Google is seeking a TPU Microarchitecture Design Lead to join their team developing next-generation technologies for machine learning acceleration. This role combines hardware engineering and machine learning expertise to create cutting-edge TPU (Tensor Processing Unit) architectures. The position involves leading technical teams in designing and implementing machine learning processors and accelerators for Google's Silicon SoCs.
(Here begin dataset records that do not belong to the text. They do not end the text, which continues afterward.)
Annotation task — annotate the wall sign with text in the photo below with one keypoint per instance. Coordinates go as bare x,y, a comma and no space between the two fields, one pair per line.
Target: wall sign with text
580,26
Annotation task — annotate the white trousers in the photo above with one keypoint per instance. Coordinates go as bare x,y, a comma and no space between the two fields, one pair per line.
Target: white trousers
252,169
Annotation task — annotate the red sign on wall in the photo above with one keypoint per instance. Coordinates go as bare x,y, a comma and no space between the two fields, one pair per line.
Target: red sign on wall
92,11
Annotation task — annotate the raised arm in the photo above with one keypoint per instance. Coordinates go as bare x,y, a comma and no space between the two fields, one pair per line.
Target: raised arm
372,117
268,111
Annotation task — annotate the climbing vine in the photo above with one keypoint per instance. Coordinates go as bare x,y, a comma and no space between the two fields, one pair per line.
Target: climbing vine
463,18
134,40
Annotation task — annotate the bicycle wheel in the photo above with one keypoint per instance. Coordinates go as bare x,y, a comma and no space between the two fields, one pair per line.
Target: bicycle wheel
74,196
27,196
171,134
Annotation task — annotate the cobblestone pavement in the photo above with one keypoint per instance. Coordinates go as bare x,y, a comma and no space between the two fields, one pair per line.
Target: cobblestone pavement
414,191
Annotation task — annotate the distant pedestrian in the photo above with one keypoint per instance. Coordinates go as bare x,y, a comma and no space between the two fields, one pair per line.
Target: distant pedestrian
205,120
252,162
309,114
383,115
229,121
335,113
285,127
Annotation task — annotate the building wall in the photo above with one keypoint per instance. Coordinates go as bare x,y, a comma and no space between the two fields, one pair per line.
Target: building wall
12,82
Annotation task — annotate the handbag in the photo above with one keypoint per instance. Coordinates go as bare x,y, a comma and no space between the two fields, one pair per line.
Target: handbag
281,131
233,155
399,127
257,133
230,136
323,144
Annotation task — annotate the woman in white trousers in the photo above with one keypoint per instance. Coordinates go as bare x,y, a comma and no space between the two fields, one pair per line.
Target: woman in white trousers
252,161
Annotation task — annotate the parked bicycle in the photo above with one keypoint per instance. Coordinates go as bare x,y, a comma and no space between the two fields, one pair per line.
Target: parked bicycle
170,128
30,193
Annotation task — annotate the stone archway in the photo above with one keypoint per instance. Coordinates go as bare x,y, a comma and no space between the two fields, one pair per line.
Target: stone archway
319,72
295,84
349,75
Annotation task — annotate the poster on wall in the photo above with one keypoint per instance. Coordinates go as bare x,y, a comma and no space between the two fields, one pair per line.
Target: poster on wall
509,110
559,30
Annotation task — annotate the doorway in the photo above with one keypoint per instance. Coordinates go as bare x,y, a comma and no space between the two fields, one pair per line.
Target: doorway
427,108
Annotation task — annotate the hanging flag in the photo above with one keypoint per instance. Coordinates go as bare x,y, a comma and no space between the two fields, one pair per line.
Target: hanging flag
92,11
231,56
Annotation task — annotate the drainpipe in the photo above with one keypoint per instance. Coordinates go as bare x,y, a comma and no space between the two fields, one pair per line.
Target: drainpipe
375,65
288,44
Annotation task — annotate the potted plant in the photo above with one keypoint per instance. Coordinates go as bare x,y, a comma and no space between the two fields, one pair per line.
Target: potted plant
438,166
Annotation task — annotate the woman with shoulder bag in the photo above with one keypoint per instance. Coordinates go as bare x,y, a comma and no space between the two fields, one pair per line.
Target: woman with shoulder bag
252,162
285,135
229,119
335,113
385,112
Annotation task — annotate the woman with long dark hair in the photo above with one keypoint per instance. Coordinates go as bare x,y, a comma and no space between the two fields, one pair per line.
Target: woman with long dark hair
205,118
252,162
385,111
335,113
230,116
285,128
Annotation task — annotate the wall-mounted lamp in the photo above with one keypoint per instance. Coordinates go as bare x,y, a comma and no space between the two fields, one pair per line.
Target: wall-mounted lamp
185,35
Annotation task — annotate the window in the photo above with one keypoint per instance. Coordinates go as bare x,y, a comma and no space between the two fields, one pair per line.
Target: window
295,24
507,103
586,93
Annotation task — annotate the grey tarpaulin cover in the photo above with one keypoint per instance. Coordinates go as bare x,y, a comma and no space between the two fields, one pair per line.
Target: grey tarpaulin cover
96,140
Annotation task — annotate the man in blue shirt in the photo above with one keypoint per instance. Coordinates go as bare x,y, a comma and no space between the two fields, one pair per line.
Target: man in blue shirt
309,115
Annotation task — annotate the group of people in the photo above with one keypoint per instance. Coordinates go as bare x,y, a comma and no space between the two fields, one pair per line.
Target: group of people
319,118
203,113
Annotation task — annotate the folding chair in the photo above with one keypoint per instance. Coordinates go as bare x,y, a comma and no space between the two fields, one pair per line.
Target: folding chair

The ideal candidate will have extensive experience in RTL design, microarchitecture development, and team leadership. They will be responsible for defining architectural details, overseeing RTL development, and ensuring successful delivery of machine learning IPs. The role requires deep expertise in hardware design, including experience with ARM-based SoCs, interconnects, and ASIC methodology.
This is an opportunity to work at the intersection of AI and hardware, developing processors that power Google's machine learning infrastructure. The position offers competitive compensation including base salary, bonus, equity, and comprehensive benefits. The role is based in either Mountain View or San Diego, California, working with Google's Silicon team to push the boundaries of AI acceleration hardware.
The successful candidate will drive technical leadership for machine learning hardware development, collaborate across teams, and contribute to Google's mission of making information universally accessible through advanced AI technologies. This is a chance to shape the future of machine learning hardware while working with industry-leading experts in both AI and silicon development.